Soaking + Steaming Time40mins
Course: Side Dish
Keyword: japanese rice, mushroom
Author: Namiko Chen
7ozassortment of Japanese mushrooms(for 4 servings, I used ½ package (50 g) of shimeji mushrooms, 2 small king oyster mushrooms (eringi), and 5 shiitake mushrooms)
Gather all the ingredients. The Japanese short-grain rice-to-water ratio is 1 to 1.1 (or 1.2). I used my Hario GohanGama (donabe rice cooker) in this recipe, but you can use an electric rice cooker (same measurement, and start cooking as usual) or a pot with a heavy bottom (for better heat distribution).
To Wash the Rice
Put the rice in a large bowl and add just enough cold tap water to submerge the grains. Discard the water immediately (so the rice doesn't absorb the cloudy water). Next, use your fingers to gently wash the wet grains in a circular motion for 15-20 seconds. Add water to rinse and immediately pour off the cloudy water. Repeat this "wash and rinse" process a couple more times until the water is clear. Drain the rice in a fine-mesh sieve and shake off the excess water. Set aside while you prepare the mushrooms.
To Prepare the Mushrooms
Cut the king oyster mushrooms into 1½-inch (3.8 cm) lengths. Then, slice the lengths into thin slabs.
Cut and discard the bottoms of the shimeji mushrooms and separate the individual mushrooms with your fingers.
Discard the stems of the shiitake mushrooms and thinly slice the caps.
To Cook the Rice
To your rice pot, add the well-drained rice, dashi, soy sauce, mirin, sake, and salt.
Peel and grate the ginger. You will need about ½ tsp per 4 servings.
Add the ginger and minced garlic (I use this garlic press). Mix the rice and seasoning mixture well. Gently shake the pot and use your fingers to level the rice so that it's evenly distributed and submerged in the water.
Gently place the mushrooms on the rice, arranging the brown shiitake caps and shimeji mushrooms on top so they look pretty when the rice is done cooking. DO NOT MIX. The rice will not cook evenly if mixed with the mushrooms. Cover with the lid and let the rice soak for 20-30 minutes (soaking is crucial for preparing Japanese short-grain rice).
For the Hario GohanGama, cook on medium-high heat until it starts to whistle, roughly 10-11 minutes. For a regular donabe or heavy-bottomed pot, cook on medium-high heat for about 13-15 minutes. For an electric rice cooker, choose the Mixed Rice menu, if available; otherwise, start cooking.

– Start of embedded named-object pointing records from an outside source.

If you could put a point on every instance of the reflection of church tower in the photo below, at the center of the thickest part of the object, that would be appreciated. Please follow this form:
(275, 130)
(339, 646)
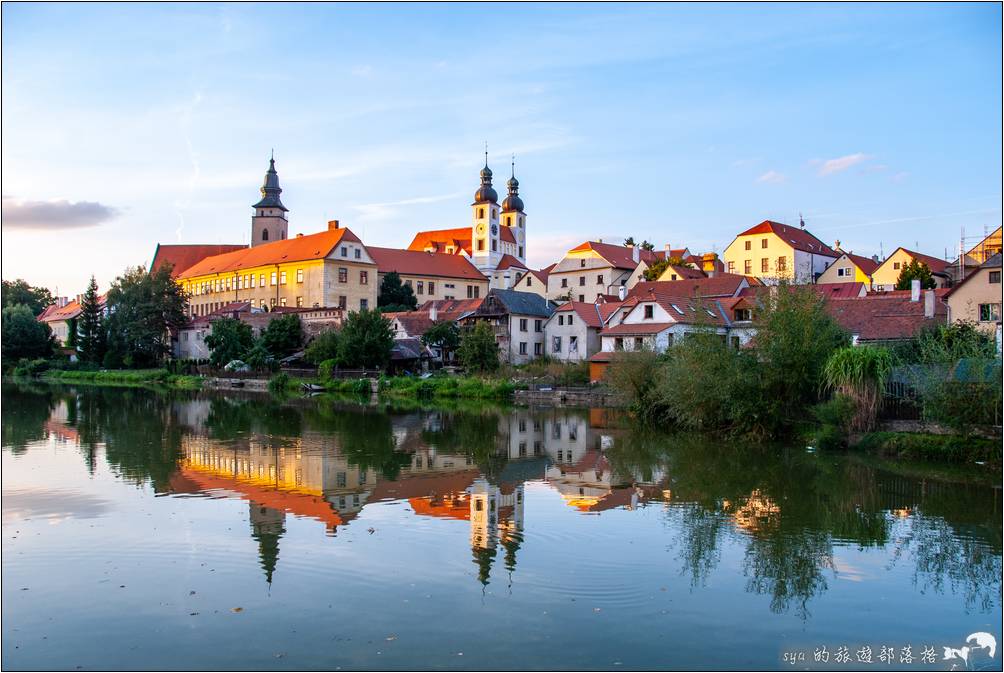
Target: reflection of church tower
(266, 529)
(269, 220)
(513, 215)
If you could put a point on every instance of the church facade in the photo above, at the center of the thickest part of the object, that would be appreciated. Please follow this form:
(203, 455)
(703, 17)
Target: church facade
(496, 240)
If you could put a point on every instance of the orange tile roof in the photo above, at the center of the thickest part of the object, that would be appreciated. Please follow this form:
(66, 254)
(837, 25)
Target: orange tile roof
(798, 238)
(300, 248)
(183, 257)
(440, 239)
(416, 262)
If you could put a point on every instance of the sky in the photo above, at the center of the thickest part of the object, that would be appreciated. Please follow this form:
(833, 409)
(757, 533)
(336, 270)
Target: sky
(131, 125)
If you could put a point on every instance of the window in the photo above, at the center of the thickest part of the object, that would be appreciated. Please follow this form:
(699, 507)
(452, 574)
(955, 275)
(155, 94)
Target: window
(990, 312)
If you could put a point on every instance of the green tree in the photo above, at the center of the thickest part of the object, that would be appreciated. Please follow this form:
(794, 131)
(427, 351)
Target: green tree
(90, 326)
(145, 308)
(23, 335)
(323, 347)
(20, 292)
(229, 340)
(479, 352)
(283, 335)
(444, 335)
(366, 340)
(915, 268)
(395, 295)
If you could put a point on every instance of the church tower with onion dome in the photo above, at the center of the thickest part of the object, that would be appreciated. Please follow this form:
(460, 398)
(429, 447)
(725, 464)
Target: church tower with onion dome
(269, 221)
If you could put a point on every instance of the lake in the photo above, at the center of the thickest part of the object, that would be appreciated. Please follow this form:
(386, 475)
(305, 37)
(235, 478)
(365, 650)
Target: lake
(147, 529)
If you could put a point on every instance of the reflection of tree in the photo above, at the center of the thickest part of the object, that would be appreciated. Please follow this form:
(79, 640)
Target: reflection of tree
(25, 412)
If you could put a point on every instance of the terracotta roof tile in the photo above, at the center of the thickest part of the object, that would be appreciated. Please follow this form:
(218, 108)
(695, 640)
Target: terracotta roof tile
(414, 262)
(300, 248)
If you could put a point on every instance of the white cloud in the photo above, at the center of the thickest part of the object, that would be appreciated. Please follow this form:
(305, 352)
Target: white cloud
(772, 177)
(53, 215)
(831, 166)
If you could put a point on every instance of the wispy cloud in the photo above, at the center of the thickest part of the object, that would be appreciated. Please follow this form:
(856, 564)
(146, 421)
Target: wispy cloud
(772, 177)
(831, 166)
(54, 215)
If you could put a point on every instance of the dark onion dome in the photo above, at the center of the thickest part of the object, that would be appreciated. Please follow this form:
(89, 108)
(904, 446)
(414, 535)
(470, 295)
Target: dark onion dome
(512, 202)
(486, 194)
(270, 189)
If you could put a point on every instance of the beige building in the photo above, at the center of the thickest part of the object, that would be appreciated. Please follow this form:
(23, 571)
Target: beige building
(884, 278)
(772, 251)
(330, 268)
(432, 275)
(978, 298)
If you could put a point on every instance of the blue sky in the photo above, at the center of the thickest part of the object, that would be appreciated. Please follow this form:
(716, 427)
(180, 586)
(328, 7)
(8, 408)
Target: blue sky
(126, 126)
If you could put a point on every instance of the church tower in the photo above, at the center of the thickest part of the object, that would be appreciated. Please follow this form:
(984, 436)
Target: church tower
(513, 215)
(485, 248)
(269, 220)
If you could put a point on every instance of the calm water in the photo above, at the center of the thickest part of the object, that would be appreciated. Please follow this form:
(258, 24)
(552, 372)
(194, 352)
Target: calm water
(189, 530)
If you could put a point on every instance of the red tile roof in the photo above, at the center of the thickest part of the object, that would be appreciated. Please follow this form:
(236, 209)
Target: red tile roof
(508, 261)
(886, 316)
(414, 262)
(438, 240)
(183, 257)
(799, 239)
(300, 248)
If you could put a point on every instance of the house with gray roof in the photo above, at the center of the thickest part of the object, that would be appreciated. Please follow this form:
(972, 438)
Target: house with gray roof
(517, 318)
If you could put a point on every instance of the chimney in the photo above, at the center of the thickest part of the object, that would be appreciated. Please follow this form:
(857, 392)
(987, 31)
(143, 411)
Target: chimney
(929, 303)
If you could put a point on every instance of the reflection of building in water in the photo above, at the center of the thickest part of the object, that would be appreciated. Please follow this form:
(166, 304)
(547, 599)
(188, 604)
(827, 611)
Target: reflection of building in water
(757, 513)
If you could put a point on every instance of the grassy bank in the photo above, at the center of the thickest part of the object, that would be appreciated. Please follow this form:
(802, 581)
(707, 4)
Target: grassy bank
(920, 446)
(124, 377)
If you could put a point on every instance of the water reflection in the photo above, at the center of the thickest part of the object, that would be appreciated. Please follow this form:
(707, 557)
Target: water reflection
(789, 512)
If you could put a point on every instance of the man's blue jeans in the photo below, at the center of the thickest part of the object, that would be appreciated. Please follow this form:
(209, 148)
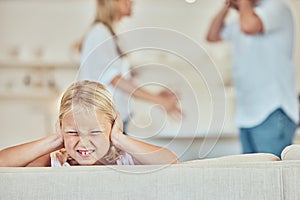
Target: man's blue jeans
(271, 136)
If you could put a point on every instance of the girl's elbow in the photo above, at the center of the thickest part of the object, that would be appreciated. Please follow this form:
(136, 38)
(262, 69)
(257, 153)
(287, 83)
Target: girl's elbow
(210, 38)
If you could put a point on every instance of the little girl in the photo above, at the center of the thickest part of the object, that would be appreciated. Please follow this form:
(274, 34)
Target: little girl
(89, 132)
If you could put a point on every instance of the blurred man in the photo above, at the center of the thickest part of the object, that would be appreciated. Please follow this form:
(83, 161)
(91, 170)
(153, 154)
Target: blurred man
(263, 71)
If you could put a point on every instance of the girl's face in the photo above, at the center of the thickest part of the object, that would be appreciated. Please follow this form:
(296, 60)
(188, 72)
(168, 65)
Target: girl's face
(86, 136)
(124, 7)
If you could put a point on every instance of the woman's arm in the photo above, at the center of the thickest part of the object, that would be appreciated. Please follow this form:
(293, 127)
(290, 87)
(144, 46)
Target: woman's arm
(216, 26)
(168, 102)
(34, 153)
(142, 153)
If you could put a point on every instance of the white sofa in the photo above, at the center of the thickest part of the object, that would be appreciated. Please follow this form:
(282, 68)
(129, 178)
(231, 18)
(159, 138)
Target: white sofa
(253, 177)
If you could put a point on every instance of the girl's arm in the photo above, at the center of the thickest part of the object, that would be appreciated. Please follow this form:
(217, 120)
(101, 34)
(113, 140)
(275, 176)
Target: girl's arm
(142, 153)
(34, 153)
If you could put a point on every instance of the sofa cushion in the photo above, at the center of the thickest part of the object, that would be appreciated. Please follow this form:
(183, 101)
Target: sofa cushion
(291, 152)
(255, 157)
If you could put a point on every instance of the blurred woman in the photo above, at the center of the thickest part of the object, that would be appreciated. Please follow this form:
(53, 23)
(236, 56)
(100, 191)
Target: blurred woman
(104, 61)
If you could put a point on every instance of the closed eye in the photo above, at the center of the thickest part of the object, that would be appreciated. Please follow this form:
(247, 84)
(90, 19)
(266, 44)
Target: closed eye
(72, 132)
(96, 132)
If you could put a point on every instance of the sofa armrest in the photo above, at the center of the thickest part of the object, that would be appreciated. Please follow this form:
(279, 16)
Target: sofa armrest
(255, 157)
(291, 152)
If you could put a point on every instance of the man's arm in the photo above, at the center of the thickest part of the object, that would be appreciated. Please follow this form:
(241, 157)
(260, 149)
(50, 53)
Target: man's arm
(250, 23)
(216, 26)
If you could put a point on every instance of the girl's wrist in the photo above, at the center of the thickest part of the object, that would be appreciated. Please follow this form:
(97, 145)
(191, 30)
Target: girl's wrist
(56, 141)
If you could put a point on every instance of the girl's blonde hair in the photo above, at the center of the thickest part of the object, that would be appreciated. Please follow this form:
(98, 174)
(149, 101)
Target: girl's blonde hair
(91, 96)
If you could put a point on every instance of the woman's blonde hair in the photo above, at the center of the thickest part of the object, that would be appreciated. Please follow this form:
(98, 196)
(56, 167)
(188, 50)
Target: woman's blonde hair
(106, 13)
(91, 96)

For the Hario GohanGama, once whistling, cook for another 1-2 minutes and turn off the heat. For a regular donabe or pot, as soon as the rice is done cooking, remove it from the heat. Let the rice steam for 20 minutes for the GohanGama and 10 minutes for the donabe, pot, and electric rice cooker. This resting period is crucial for the rice to steam properly. Resist the urge to peek under the lid and release the steam during this time.

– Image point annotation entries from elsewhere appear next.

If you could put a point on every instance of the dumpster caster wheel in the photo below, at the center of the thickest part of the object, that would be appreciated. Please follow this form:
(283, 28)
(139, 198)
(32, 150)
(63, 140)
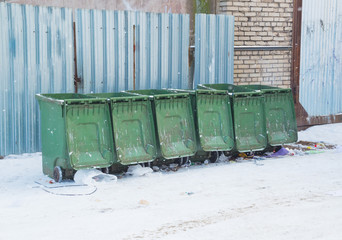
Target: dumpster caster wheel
(213, 156)
(57, 174)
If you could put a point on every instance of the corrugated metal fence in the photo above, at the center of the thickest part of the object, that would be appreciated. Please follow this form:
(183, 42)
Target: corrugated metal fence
(214, 49)
(37, 56)
(105, 50)
(321, 57)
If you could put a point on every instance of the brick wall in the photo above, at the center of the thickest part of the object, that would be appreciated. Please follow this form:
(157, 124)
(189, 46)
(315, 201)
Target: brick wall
(261, 23)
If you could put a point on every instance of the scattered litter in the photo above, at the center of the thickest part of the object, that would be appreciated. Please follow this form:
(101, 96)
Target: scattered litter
(174, 167)
(339, 149)
(314, 152)
(281, 152)
(144, 202)
(93, 176)
(223, 158)
(155, 169)
(67, 188)
(336, 193)
(138, 170)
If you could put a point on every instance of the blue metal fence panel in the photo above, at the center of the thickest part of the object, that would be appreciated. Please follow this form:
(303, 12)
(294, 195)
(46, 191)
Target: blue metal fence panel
(36, 55)
(214, 49)
(105, 50)
(321, 57)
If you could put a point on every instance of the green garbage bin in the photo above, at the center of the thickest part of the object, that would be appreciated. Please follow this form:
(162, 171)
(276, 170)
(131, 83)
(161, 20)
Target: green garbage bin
(133, 126)
(281, 125)
(248, 117)
(76, 133)
(174, 122)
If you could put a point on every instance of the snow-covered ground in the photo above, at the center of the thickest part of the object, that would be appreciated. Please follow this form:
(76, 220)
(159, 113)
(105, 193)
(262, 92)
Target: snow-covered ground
(293, 197)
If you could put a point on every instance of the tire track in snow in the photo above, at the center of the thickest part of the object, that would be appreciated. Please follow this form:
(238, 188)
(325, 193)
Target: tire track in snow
(220, 216)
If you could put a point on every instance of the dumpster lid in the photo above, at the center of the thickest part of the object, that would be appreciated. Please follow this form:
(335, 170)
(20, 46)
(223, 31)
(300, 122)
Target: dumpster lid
(265, 88)
(120, 96)
(230, 89)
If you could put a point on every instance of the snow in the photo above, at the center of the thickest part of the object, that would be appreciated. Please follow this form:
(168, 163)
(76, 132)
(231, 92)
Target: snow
(293, 197)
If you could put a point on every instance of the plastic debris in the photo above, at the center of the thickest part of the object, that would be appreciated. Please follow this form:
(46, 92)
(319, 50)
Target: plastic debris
(93, 176)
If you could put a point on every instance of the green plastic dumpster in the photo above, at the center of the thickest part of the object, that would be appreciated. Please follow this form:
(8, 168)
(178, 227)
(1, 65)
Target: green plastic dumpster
(213, 119)
(248, 117)
(281, 125)
(133, 127)
(174, 121)
(76, 133)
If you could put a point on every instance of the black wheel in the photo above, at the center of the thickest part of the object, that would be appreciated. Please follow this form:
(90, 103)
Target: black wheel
(213, 156)
(57, 174)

Meanwhile, finely chop the chives and transfer them to a small plate. Also, prepare small plates of the sea salt flakes and butter. When the rice is done steaming, add half the butter on top of the mushrooms and quickly close the lid to let it melt with the residual heat.

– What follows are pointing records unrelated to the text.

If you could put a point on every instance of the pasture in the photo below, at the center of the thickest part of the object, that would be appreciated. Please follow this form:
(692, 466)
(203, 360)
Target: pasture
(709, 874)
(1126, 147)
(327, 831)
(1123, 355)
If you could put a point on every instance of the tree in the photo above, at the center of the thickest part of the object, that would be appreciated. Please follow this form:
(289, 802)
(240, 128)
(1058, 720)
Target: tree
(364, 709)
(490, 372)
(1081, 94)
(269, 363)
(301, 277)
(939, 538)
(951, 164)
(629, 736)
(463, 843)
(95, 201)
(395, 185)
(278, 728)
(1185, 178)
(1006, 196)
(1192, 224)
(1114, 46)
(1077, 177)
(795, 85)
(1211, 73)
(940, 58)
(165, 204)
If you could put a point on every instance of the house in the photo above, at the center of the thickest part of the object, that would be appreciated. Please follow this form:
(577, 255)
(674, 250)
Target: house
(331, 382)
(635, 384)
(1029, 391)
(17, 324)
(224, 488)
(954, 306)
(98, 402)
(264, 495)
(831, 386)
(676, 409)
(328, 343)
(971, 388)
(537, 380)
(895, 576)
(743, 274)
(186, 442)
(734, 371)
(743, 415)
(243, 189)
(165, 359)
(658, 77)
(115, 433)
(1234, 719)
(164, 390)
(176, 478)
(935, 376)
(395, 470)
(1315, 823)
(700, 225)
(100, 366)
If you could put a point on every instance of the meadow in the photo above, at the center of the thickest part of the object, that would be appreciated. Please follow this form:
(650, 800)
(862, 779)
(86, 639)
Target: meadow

Sprinkle the chives and sea salt flakes on top, and add the other half of the butter (if desired). Gently mix the mushrooms into the rice using a slicing motion to avoid mashing the rice grains. Serve the mushroom rice in individual rice bowls and sprinkle more chives and sea salt on top, if desired.
You can keep the leftovers in an airtight container and store in the refrigerator for 2 days and in the freezer for a month.